The JASes that I completed during my CARTA scholarship enriched me and continued to bear fruit. I had one publication and one local conference presentation before the CARTA mentoring and JASes. Through the mentorship in JASes, I began dreaming of extending my footprint in publications and research grant applications. During my PhD, this resulted in a number of high-quality publications, as well as local and international dissemination of study findings. Despite the fact that UNIMA criteria allowed for a PhD to be obtained solely through the completion of a thesis paper, JASes emphasized that a PhD should be supported by a number of publications in order to be more successful. As a result, I was able to publish my first three papers for my PhD thesis, with the support of my supervisors. The support from CARTA during my PhD was invaluable, allowing me to graduate earlier than the majority of my university’s other PhD candidates.

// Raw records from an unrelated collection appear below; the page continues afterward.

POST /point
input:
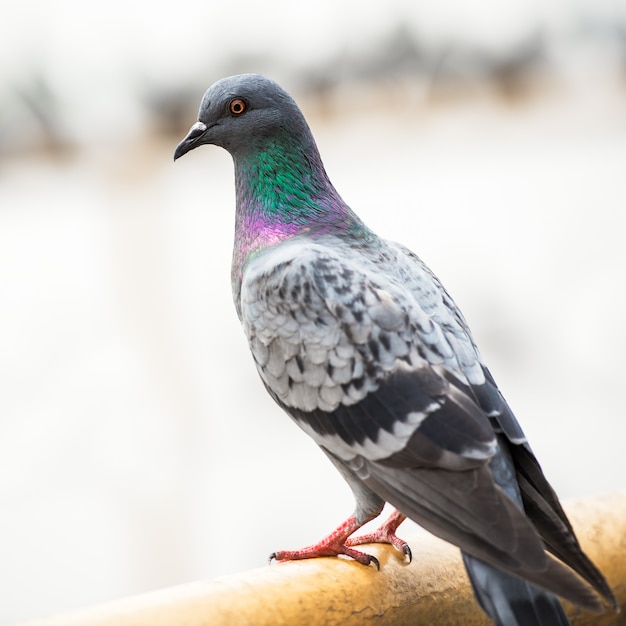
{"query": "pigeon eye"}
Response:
(237, 106)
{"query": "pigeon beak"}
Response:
(191, 140)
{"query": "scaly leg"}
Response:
(385, 534)
(335, 544)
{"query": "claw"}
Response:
(336, 544)
(386, 534)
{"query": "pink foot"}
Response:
(335, 544)
(385, 534)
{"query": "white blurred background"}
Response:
(137, 446)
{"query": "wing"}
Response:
(379, 368)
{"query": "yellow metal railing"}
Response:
(433, 590)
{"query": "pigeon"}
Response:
(357, 340)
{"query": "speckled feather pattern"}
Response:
(358, 341)
(327, 323)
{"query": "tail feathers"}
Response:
(511, 601)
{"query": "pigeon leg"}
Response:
(333, 545)
(385, 534)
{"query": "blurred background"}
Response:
(138, 449)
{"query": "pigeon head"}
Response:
(242, 113)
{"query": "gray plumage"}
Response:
(357, 340)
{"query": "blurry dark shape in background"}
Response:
(402, 61)
(32, 118)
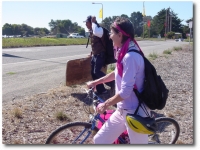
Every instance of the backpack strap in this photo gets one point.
(88, 41)
(136, 91)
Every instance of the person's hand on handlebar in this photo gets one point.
(101, 108)
(91, 84)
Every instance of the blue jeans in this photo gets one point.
(97, 62)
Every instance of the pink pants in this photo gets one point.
(117, 124)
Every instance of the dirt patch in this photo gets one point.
(30, 120)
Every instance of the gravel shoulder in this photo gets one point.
(31, 119)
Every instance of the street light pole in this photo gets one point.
(102, 9)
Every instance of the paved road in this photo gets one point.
(27, 71)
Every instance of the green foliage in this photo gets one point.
(30, 42)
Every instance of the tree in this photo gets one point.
(7, 29)
(137, 20)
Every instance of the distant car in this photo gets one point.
(180, 40)
(75, 35)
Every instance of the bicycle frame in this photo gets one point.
(93, 122)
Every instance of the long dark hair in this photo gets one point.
(126, 25)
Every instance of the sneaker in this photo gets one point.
(112, 89)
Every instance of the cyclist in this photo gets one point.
(129, 71)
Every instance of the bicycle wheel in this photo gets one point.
(167, 131)
(73, 133)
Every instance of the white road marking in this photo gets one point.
(68, 57)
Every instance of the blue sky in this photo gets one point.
(40, 13)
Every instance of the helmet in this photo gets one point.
(144, 125)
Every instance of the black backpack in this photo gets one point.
(155, 92)
(109, 53)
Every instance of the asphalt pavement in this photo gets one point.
(33, 70)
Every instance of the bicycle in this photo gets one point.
(167, 132)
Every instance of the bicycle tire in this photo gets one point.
(167, 132)
(66, 134)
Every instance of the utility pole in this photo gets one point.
(143, 18)
(165, 24)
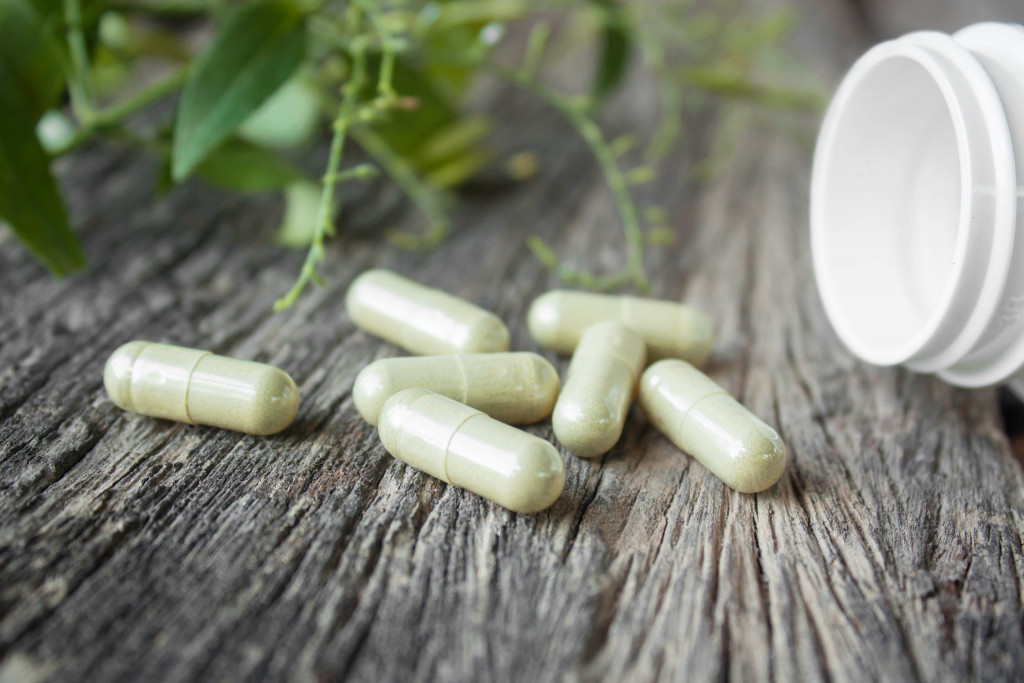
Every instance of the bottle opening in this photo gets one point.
(887, 205)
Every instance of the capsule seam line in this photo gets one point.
(188, 385)
(448, 445)
(462, 376)
(131, 374)
(682, 423)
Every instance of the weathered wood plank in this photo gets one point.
(133, 548)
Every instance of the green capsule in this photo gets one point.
(200, 388)
(599, 387)
(516, 388)
(705, 421)
(465, 447)
(420, 319)
(671, 330)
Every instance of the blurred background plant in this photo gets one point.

This culture of publication has become so ingrained in me that I have progressed from one publication prior to CARTA, to around 17 publications currently, with the numbers continuing to rise (https://pubmed.ncbi.nlm.nih.gov/?term=felix+khuluza). My work has been published in reputable journals and has influenced policy both locally (Malawi) and internationally. A key example is in two of my earlier works that were included in a WHO-review paper on “A study on the public health and socioeconomic impact of substandard and falsified medical products,” which is a significant accomplishment.

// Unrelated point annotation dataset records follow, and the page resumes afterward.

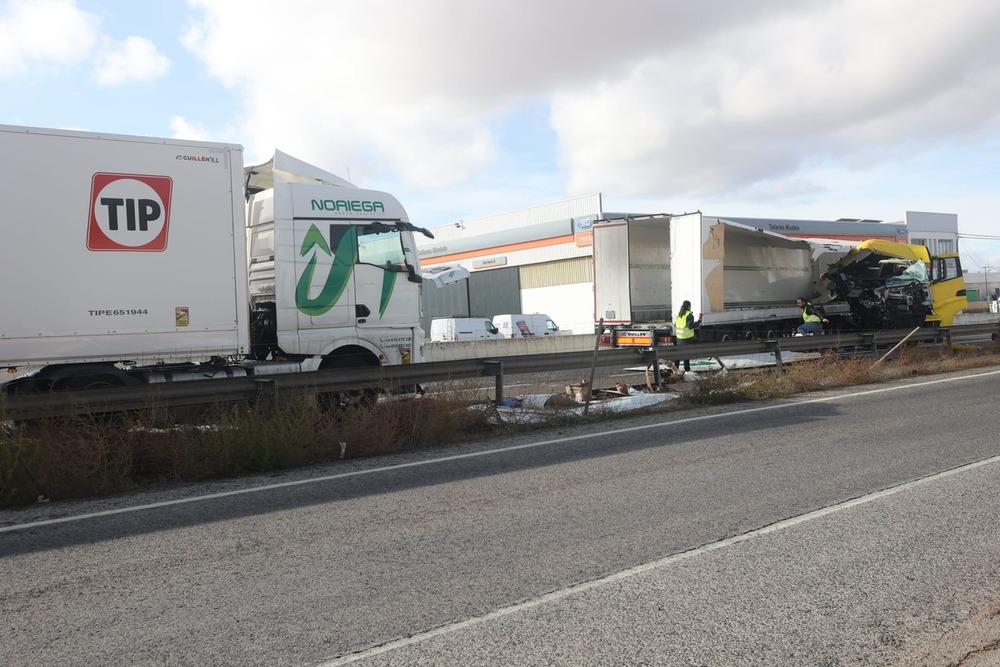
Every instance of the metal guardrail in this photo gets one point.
(272, 388)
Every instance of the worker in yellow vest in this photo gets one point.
(684, 329)
(813, 318)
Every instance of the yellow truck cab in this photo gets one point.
(899, 284)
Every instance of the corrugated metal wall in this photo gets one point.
(494, 292)
(485, 293)
(563, 272)
(447, 301)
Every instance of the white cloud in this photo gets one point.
(134, 60)
(786, 105)
(44, 34)
(181, 128)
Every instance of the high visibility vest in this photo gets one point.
(806, 317)
(682, 331)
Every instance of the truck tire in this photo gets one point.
(339, 400)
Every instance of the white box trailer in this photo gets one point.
(745, 281)
(123, 248)
(147, 260)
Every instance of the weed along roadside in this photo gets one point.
(61, 459)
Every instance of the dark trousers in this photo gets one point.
(686, 362)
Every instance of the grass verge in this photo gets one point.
(93, 456)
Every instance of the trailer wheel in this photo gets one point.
(339, 400)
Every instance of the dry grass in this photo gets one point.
(92, 456)
(830, 372)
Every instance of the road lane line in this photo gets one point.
(558, 595)
(471, 455)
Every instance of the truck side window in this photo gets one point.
(946, 268)
(381, 246)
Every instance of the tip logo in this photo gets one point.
(129, 212)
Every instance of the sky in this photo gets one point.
(813, 109)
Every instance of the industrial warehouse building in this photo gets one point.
(539, 260)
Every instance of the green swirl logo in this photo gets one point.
(338, 277)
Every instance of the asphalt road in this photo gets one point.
(856, 527)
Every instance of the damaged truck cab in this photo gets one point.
(891, 285)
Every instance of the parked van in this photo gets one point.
(523, 325)
(449, 329)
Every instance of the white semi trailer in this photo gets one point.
(136, 260)
(745, 281)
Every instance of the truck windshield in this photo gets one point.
(381, 245)
(915, 273)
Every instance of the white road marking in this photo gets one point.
(558, 595)
(471, 455)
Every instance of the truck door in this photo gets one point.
(387, 291)
(324, 272)
(947, 289)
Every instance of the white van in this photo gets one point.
(449, 329)
(523, 325)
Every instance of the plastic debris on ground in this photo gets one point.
(536, 408)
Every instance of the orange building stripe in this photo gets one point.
(469, 254)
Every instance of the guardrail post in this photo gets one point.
(496, 369)
(266, 393)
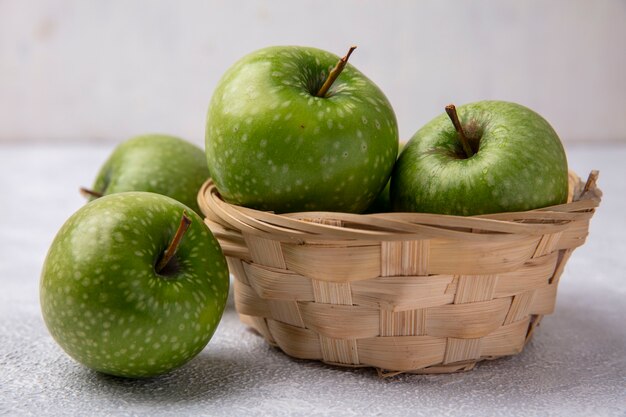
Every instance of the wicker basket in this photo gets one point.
(401, 292)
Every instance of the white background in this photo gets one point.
(107, 70)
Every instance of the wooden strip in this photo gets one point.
(547, 244)
(520, 307)
(236, 269)
(402, 353)
(338, 264)
(390, 259)
(404, 258)
(339, 351)
(467, 321)
(340, 321)
(563, 257)
(459, 350)
(286, 312)
(294, 341)
(415, 255)
(332, 292)
(403, 293)
(258, 324)
(534, 274)
(473, 288)
(544, 300)
(278, 284)
(402, 323)
(265, 251)
(507, 340)
(248, 302)
(575, 235)
(503, 253)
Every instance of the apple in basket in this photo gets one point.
(134, 284)
(160, 164)
(484, 157)
(293, 128)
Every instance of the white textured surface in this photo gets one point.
(106, 70)
(575, 366)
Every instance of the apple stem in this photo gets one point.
(454, 117)
(334, 73)
(90, 193)
(185, 221)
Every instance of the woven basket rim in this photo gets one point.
(583, 198)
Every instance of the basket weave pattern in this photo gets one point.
(401, 292)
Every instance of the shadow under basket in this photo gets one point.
(400, 292)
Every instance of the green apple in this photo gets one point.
(129, 289)
(156, 163)
(490, 156)
(382, 202)
(288, 130)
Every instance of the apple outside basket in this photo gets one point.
(400, 292)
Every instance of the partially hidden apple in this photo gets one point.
(484, 157)
(134, 285)
(294, 128)
(156, 163)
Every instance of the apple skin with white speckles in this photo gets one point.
(103, 301)
(272, 144)
(155, 163)
(519, 164)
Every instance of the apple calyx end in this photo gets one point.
(88, 193)
(454, 118)
(168, 256)
(334, 74)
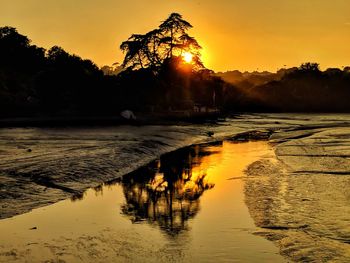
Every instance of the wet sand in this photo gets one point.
(186, 207)
(300, 200)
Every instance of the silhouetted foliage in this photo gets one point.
(157, 47)
(155, 78)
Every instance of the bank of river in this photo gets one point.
(186, 207)
(294, 192)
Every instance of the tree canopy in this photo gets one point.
(159, 46)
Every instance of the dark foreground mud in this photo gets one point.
(299, 198)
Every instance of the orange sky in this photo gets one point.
(235, 34)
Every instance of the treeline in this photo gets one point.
(39, 82)
(299, 89)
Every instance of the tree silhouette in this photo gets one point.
(159, 46)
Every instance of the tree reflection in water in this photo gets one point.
(167, 191)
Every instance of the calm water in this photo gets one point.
(187, 206)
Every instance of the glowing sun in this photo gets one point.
(187, 57)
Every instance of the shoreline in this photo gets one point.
(308, 148)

Has the CARTA culture developed an impact on my publications alone? No. The great writing culture that is seen in my numerous papers has also influenced my grant writing. Prior to CARTA, I received a maximum of two research grants, with a total value of around USD 70,000. CARTA has improved my grant writing skills, resulting in the award of six other grants totalling approximately USD 820,000 since then. The most recent is the EDCTP grant worth EUR 149,148. The fact that these grants were awarded has demonstrated that my research output has greatly improved, while my grant management skills have also been enhanced.
Prior to CARTA, I was only involved in a minimal fraction of undergraduate research supervision. Currently, I have been devoting much of my time in postgraduate student supervision with the aim to enhance the next generation of critical thinkers and researchers. As part of my recent EDCTP grant. I focused on having one PhD student registered and supported by the grant, as well as several undergraduate student projects with research groups that include female members. The inclusion of females is to encourage girls to participate in research and science, as we know that there are very few females in Africa who are interested in scientific-related courses.
Finally, my research efforts resulted in significant local interventions. I have been able to organise a range of key seminars at which the Secretary for Health and the Chief of Health Services from Malawi’s Ministry of Health has attended as the guest of honour. One of the local events was also graced by the presence of the German Ambassador to Malawi. The aim of these seminars was to share key results in order to inform policy. Furthermore, some of our research findings led to the withdrawal of many substandard medicines from Malawi’s health system.
In great measure, I accredit this to CARTA, GIZ-Malawi, their management, and other various funders, as well as the guidance of my numerous mentors, with Prof. Heide taking the lead. For this incredible journey, I owe a debt of gratitude to the management of Kamuzu University of Health Sciences (formerly College of Medicine, University of Malawi) as well as our CARTA cohort five colleagues. My appreciation especially goes out to my wife and sons for their immeasurable support throughout this journey.
Felix (Cohort Five Fellow, University of Malawi) is a lecturer at the Pharmacy Department, Kamuzu University of Health Sciences (formerly College of Medicine, University of Malawi).